By David Espo & Jim Kuhnhenn, Associated Press Writers
WASHINGTON (AP) — In a concession, Senate Democrats agreed Tuesday to jettison a $50 billion fund that Republicans attacked repeatedly as a perpetual Wall Street bailout-in-waiting, according to officials in both parties, clearing one of the key obstacles to approval of tougher federal controls over the financial industry.
While a formal announcement was held up pending a review by key lawmakers and the Obama administration, the emerging agreement was designed to assure that any future taxpayer costs arising from the liquidation of big firms in the future would be temporary and on a case-by-case basis.

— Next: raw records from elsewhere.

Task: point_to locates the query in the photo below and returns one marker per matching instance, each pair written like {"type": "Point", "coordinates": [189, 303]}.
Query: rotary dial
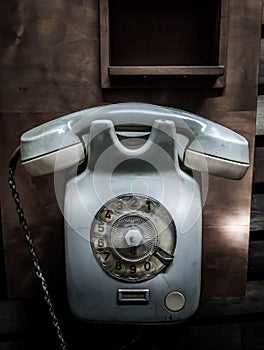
{"type": "Point", "coordinates": [133, 237]}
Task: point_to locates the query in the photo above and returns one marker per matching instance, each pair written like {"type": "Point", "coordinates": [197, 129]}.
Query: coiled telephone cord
{"type": "Point", "coordinates": [27, 235]}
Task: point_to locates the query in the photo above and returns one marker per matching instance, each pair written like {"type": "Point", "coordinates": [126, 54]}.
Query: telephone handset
{"type": "Point", "coordinates": [133, 227]}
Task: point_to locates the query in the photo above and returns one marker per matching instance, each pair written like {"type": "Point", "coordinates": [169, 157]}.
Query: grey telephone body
{"type": "Point", "coordinates": [133, 224]}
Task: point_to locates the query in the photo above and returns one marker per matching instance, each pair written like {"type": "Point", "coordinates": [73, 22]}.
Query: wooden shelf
{"type": "Point", "coordinates": [166, 70]}
{"type": "Point", "coordinates": [183, 44]}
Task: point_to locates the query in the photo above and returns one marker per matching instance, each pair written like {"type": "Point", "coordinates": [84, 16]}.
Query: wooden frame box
{"type": "Point", "coordinates": [163, 44]}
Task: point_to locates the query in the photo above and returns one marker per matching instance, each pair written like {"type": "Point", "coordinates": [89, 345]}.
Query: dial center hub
{"type": "Point", "coordinates": [133, 237]}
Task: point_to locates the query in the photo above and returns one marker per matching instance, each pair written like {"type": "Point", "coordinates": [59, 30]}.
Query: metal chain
{"type": "Point", "coordinates": [30, 245]}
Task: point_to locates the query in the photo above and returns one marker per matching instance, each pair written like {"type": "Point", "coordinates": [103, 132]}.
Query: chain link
{"type": "Point", "coordinates": [31, 248]}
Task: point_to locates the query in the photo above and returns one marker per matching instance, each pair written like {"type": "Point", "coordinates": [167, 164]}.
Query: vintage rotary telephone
{"type": "Point", "coordinates": [132, 205]}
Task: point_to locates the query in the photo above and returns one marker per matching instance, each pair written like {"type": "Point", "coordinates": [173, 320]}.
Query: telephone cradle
{"type": "Point", "coordinates": [132, 204]}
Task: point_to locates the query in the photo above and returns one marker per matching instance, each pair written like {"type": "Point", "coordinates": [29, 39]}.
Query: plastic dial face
{"type": "Point", "coordinates": [133, 237]}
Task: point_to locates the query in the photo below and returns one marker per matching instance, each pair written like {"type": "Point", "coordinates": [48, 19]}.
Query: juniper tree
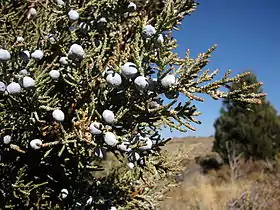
{"type": "Point", "coordinates": [252, 130]}
{"type": "Point", "coordinates": [80, 79]}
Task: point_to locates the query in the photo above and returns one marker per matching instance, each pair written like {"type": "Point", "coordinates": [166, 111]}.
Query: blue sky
{"type": "Point", "coordinates": [247, 33]}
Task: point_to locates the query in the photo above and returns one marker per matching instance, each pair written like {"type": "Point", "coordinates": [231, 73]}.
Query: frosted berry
{"type": "Point", "coordinates": [51, 38]}
{"type": "Point", "coordinates": [36, 144]}
{"type": "Point", "coordinates": [131, 7]}
{"type": "Point", "coordinates": [24, 55]}
{"type": "Point", "coordinates": [153, 84]}
{"type": "Point", "coordinates": [84, 27]}
{"type": "Point", "coordinates": [13, 88]}
{"type": "Point", "coordinates": [89, 201]}
{"type": "Point", "coordinates": [129, 70]}
{"type": "Point", "coordinates": [134, 156]}
{"type": "Point", "coordinates": [32, 11]}
{"type": "Point", "coordinates": [76, 52]}
{"type": "Point", "coordinates": [73, 15]}
{"type": "Point", "coordinates": [114, 80]}
{"type": "Point", "coordinates": [20, 39]}
{"type": "Point", "coordinates": [106, 72]}
{"type": "Point", "coordinates": [2, 87]}
{"type": "Point", "coordinates": [64, 193]}
{"type": "Point", "coordinates": [54, 74]}
{"type": "Point", "coordinates": [108, 116]}
{"type": "Point", "coordinates": [60, 2]}
{"type": "Point", "coordinates": [124, 146]}
{"type": "Point", "coordinates": [99, 152]}
{"type": "Point", "coordinates": [28, 82]}
{"type": "Point", "coordinates": [141, 83]}
{"type": "Point", "coordinates": [63, 60]}
{"type": "Point", "coordinates": [147, 144]}
{"type": "Point", "coordinates": [102, 20]}
{"type": "Point", "coordinates": [58, 115]}
{"type": "Point", "coordinates": [23, 72]}
{"type": "Point", "coordinates": [172, 94]}
{"type": "Point", "coordinates": [160, 39]}
{"type": "Point", "coordinates": [37, 55]}
{"type": "Point", "coordinates": [168, 81]}
{"type": "Point", "coordinates": [7, 139]}
{"type": "Point", "coordinates": [130, 165]}
{"type": "Point", "coordinates": [148, 31]}
{"type": "Point", "coordinates": [4, 55]}
{"type": "Point", "coordinates": [110, 139]}
{"type": "Point", "coordinates": [96, 128]}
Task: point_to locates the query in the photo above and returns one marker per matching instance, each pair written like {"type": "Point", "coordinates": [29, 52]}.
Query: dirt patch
{"type": "Point", "coordinates": [187, 177]}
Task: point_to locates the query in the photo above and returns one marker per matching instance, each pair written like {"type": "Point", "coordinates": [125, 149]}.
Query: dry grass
{"type": "Point", "coordinates": [257, 188]}
{"type": "Point", "coordinates": [201, 194]}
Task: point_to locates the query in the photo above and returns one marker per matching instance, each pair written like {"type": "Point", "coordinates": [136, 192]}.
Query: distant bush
{"type": "Point", "coordinates": [252, 130]}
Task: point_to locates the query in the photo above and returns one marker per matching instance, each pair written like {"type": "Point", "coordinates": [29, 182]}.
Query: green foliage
{"type": "Point", "coordinates": [249, 129]}
{"type": "Point", "coordinates": [67, 150]}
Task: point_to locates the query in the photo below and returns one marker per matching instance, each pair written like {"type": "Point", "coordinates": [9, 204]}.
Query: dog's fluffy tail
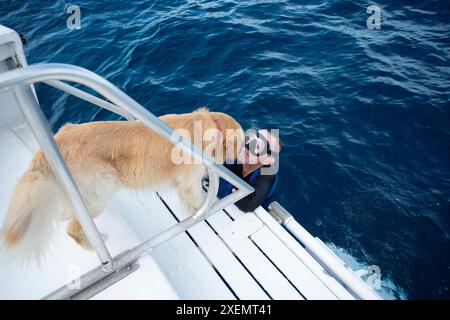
{"type": "Point", "coordinates": [29, 222]}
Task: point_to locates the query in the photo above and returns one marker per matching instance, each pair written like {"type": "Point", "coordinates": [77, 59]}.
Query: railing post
{"type": "Point", "coordinates": [43, 133]}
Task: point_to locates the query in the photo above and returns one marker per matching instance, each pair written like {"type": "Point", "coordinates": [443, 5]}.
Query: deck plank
{"type": "Point", "coordinates": [338, 290]}
{"type": "Point", "coordinates": [275, 284]}
{"type": "Point", "coordinates": [184, 265]}
{"type": "Point", "coordinates": [233, 272]}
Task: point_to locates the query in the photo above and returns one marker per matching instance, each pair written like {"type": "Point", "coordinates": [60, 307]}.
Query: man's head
{"type": "Point", "coordinates": [261, 147]}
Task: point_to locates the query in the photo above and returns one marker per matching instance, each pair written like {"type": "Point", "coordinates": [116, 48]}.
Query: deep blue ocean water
{"type": "Point", "coordinates": [363, 114]}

The agreement marked a retreat by Democrats, who had protested bitterly in recent days that Republicans were inaccurate with claims that the multi-billion-dollar fund would serve as a source for future bailouts.
President Barack Obama has made an election-year priority of congressional passage of legislation to prevent future economic calamaties like the one that plunged the country into a deep recession 18 months ago. Opinion polls suggest strong support for additional federal regulations, even though numerous surveys also report high levels of public distrust of government's abilities to solve problems.
Obama, speaking to a business organization, said there would be "legitimate differences on the details of what is a complicated piece of legislation" in the coming days.
At the same time, he said, "We cannot allow these reforms to be watered down. And for those of you in the financial industry whose companies may be employing lobbyists seeking to weaken this bill, I want to urge you, as I said on Wall Street a couple of weeks ago, to join us rather than to fight us."